The Net – Gioco di squadra, la recensione
“Quasi”, però, perché altrimenti sarebbe troppo facile. Bisogna, insomma, trovare il giusto equilibrio, cosa che The Net – Gioco di squadra (stando almeno al primo episodio che abbiamo potuto vedere) sembra aver trovato. Il capitolo italiano di questo progetto che vede coinvolti anche Austria e Germania con altre due serie tv (non è dato ancora sapere se andranno mai in onda da noi), infatti, è ricca di calcio, di tecnicismi e di personaggi in cui gli appassionati potranno ritrovarsi, ma anche di una volontà di intrattenere che più vicina alla commedia familiare che ad altro.
Sì, la famiglia resta il punto focale anche in questo caso.
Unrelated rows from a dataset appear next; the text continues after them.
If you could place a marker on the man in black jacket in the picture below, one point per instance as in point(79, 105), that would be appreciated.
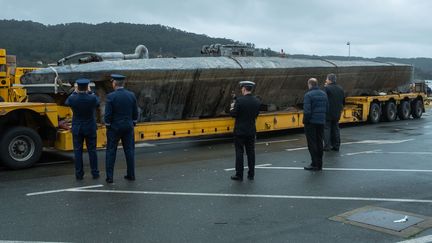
point(336, 98)
point(314, 115)
point(245, 110)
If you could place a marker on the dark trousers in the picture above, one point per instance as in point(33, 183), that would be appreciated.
point(332, 135)
point(126, 135)
point(314, 136)
point(78, 143)
point(241, 143)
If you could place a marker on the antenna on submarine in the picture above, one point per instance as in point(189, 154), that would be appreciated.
point(349, 49)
La Storia stessa del calcio ce l’ha insegnato: i club più grandi, quelli che arrivano sul tetto del mondo, non sono mai gestiti da uno, ma da tanti, siano essi parte di una famiglia vera e propria o di una famiglia che nasce nel momento stesso in cui si intraprende l’avventura del campo dal manto verde.
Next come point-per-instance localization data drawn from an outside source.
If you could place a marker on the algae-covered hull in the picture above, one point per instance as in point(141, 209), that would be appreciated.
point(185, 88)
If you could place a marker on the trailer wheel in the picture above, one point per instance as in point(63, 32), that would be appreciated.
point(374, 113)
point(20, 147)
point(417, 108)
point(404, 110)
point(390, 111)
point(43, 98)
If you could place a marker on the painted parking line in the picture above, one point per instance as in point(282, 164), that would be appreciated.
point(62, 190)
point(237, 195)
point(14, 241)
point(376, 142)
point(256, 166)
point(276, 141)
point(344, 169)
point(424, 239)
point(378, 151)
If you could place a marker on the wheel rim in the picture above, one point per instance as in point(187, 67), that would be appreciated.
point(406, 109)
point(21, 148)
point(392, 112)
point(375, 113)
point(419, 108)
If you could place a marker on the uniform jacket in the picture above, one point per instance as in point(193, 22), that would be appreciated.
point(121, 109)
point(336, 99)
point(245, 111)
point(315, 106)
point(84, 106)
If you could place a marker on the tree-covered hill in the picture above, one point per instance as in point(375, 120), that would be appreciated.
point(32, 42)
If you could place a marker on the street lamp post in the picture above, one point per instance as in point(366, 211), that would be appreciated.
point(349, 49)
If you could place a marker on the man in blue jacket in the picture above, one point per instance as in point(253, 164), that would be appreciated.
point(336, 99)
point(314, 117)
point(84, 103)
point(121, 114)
E The Net – Gioco di squadra fa del contrasto tra il padre-patron (Massimo Ghini) ed il figlio scapestrato (Alberto Paradossi) il punto di partenza, per svilupparsi poi tra gli intrighi del caso. Ma non è questo che ci ha fatto arrivare piacevolmente fino alla fine dell’episodio.
Ciò che ci ha colpito di più di questa serie è stata l’ironia ed il colore con cui i registi Volfango De Blasi e Lorenzo Sportiello hanno dipinto quella che poteva essere una storia che si sarebbe potuta sì prendere più sul serio, ma a discapito del risultato finale. In particolare, l’esperienza di De Blasi prima con il documentario Crazy for Football e poi con il film-tv da esso tratto deve essere servito a molto.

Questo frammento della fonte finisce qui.